The restriction is that when a Borrowed type is matched, any pattern variables under the Read which have a unique type may not be referred to at all on the right hand side (unless they are themselves lent to another function).

Uniqueness information is stored in the type, and in particular in function types. Once we’re in a unique context, any new function which is constructed will be required to have unique type, which prevents the following sort of bad program being implemented:

foo : UList Int -> IO ()
foo xs = do let f = \x : Int => showU xs
            putStrLn $ free xs
            putStrLn $ f 42
            pure ()

Since lend is implicit, in practice for functions to lend and borrow values merely requires the argument to be marked as Borrowed. We can therefore write showU as follows:

showU : Show a => Borrowed (UList a) -> String
showU xs = "[" ++ showU' xs ++ "]" where
  showU' : Borrowed (UList a) -> String
  showU' [] = ""
  showU' [x] = show x
  showU' (x :: xs) = show x ++ ", " ++ showU' xs

Problems/Disadvantages/Still to do...

This is a work in progress, there is lots to do. The most obvious problem is the loss of abstraction. On the one hand, we have more precise control over memory usage with UniqueType and BorrowedType, but they are not in general compatible with functions polymorphic over Type. In the short term, we can start to write reactive and low memory systems with this, but longer term it would be nice to support more abstraction.

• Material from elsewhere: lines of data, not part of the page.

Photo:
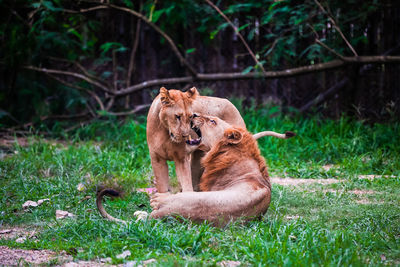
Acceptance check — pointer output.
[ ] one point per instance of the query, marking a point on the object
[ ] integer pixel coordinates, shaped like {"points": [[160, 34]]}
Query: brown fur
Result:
{"points": [[224, 154], [234, 184], [166, 134]]}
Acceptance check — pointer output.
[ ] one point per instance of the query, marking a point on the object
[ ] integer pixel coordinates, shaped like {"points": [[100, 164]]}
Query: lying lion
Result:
{"points": [[168, 131], [168, 128], [235, 182]]}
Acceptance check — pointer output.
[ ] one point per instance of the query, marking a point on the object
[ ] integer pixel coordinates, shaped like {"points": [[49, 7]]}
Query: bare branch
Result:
{"points": [[91, 93], [68, 73], [238, 34], [268, 75], [329, 49], [336, 27], [132, 59], [133, 111]]}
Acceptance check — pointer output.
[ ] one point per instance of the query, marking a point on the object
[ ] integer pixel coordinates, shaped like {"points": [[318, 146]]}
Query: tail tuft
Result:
{"points": [[289, 134]]}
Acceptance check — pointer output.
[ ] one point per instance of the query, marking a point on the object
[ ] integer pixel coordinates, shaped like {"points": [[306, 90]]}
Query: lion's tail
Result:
{"points": [[99, 203], [286, 135]]}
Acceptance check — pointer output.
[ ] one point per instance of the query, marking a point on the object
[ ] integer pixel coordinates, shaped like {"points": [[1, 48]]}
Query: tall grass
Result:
{"points": [[304, 226]]}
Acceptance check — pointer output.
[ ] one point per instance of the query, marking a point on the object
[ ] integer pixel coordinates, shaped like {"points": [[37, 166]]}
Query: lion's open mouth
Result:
{"points": [[194, 141]]}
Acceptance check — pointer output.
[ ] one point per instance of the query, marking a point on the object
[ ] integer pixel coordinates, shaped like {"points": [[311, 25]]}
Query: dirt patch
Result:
{"points": [[12, 256], [301, 181]]}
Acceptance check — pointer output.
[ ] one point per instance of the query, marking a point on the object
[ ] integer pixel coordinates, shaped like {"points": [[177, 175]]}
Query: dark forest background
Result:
{"points": [[79, 60]]}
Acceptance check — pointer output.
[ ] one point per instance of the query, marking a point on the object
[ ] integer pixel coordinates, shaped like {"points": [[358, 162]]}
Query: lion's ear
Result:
{"points": [[164, 96], [233, 136], [192, 92]]}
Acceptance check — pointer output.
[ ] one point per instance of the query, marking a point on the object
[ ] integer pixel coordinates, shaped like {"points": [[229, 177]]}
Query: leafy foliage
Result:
{"points": [[57, 34], [305, 225]]}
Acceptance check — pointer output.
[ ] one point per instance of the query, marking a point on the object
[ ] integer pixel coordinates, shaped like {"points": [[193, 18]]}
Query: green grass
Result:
{"points": [[305, 225]]}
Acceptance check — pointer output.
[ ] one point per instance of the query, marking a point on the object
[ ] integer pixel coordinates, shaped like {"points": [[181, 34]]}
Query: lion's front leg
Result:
{"points": [[183, 173], [160, 169]]}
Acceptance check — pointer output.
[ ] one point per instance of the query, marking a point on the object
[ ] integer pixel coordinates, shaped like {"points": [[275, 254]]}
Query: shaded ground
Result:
{"points": [[13, 256]]}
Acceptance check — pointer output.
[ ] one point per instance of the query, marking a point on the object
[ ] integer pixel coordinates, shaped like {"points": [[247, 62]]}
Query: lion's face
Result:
{"points": [[210, 131], [176, 112]]}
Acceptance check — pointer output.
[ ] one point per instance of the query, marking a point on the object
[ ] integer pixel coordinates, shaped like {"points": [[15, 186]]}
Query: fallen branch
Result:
{"points": [[130, 112], [268, 74], [331, 91]]}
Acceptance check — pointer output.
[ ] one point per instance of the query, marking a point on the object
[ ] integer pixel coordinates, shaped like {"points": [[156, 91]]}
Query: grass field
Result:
{"points": [[355, 221]]}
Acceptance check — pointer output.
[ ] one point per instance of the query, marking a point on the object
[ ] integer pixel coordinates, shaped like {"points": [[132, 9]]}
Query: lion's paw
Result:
{"points": [[158, 200]]}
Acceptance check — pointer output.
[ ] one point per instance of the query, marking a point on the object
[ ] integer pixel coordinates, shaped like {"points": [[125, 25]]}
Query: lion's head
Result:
{"points": [[176, 112], [212, 130]]}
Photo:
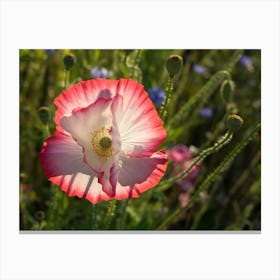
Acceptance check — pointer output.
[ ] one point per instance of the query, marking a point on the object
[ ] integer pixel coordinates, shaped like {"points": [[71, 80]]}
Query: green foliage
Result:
{"points": [[227, 192]]}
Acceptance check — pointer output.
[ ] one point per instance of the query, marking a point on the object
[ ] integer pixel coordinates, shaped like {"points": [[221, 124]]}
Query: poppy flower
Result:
{"points": [[104, 145]]}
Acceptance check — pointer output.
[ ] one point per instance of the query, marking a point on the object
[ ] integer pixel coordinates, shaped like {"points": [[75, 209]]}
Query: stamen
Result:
{"points": [[102, 143]]}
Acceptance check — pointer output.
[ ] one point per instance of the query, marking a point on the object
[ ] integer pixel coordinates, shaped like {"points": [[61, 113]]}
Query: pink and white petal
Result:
{"points": [[140, 127], [62, 161], [84, 121], [137, 175], [82, 95]]}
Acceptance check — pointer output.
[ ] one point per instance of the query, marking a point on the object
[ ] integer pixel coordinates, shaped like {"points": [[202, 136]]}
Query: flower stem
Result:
{"points": [[163, 108], [66, 78], [205, 153], [177, 213], [110, 213]]}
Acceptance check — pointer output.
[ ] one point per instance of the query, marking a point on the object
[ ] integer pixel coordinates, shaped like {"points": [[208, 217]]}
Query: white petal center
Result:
{"points": [[102, 143]]}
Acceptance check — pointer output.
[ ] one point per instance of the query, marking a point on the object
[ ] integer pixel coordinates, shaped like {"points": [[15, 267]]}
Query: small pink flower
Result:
{"points": [[183, 199], [187, 182], [179, 153], [182, 159], [104, 145]]}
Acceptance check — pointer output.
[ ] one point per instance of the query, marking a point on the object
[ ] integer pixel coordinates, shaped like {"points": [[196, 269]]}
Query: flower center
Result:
{"points": [[102, 143]]}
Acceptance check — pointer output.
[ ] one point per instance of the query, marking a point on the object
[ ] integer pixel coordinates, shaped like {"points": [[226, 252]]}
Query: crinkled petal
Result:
{"points": [[137, 175], [81, 124], [140, 127], [84, 121], [62, 161], [82, 95]]}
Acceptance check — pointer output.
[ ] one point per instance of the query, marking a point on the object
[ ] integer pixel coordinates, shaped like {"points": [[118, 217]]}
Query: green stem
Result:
{"points": [[66, 78], [110, 213], [163, 108], [205, 153], [206, 90], [177, 213], [94, 224]]}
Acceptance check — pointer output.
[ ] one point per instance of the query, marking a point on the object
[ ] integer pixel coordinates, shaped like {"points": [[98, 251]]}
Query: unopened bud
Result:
{"points": [[69, 60], [234, 122], [227, 90], [44, 114], [174, 64]]}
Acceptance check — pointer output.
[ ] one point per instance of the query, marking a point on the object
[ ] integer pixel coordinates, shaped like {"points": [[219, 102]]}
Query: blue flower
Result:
{"points": [[100, 72], [157, 95], [247, 62], [206, 113], [199, 69]]}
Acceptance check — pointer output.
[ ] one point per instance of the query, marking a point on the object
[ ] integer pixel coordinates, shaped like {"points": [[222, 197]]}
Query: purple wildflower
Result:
{"points": [[157, 95]]}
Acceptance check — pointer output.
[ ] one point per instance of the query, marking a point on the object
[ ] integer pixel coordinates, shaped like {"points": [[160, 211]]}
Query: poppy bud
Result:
{"points": [[227, 90], [69, 60], [174, 64], [234, 122], [44, 114]]}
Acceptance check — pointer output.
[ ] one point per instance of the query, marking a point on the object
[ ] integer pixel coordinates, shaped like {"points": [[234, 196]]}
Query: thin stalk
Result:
{"points": [[66, 78], [169, 90], [205, 153], [110, 213], [177, 213]]}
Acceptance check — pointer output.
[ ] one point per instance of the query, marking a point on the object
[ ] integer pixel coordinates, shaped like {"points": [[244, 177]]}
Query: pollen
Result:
{"points": [[102, 143]]}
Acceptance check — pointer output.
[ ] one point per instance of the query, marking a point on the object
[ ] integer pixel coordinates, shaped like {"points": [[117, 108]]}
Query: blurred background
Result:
{"points": [[231, 202]]}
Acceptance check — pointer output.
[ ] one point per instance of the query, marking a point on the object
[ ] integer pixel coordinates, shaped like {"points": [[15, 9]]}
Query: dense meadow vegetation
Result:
{"points": [[211, 109]]}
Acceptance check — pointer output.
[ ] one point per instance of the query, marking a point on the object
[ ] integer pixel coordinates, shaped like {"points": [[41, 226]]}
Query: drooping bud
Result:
{"points": [[69, 60], [234, 122], [44, 114], [227, 90], [127, 52], [174, 64]]}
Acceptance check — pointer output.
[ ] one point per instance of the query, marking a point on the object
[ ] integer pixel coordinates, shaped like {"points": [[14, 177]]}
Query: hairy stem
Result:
{"points": [[177, 213]]}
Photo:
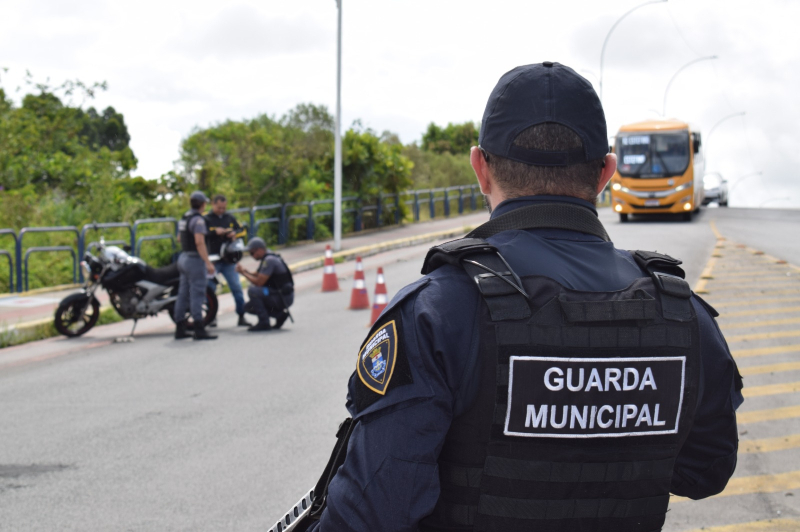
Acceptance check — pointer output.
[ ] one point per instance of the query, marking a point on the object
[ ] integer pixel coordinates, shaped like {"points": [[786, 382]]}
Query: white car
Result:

We also haven’t checked any of the metatheory, so this could all be fatally flawed! The implementation is based to a large extent on Uniqueness Typing Simplified, by de Vries et al, so there is reason to believe things should be fine, but we still have to do the work.

Much as there are with linear types, there are some annoyances when trying to prove properties of functions with unique types (for example, what counts as a use of a value). Since we require at most one use of a value, rather than exactly one, this seems to be less of an issue in practice, but still needs thought.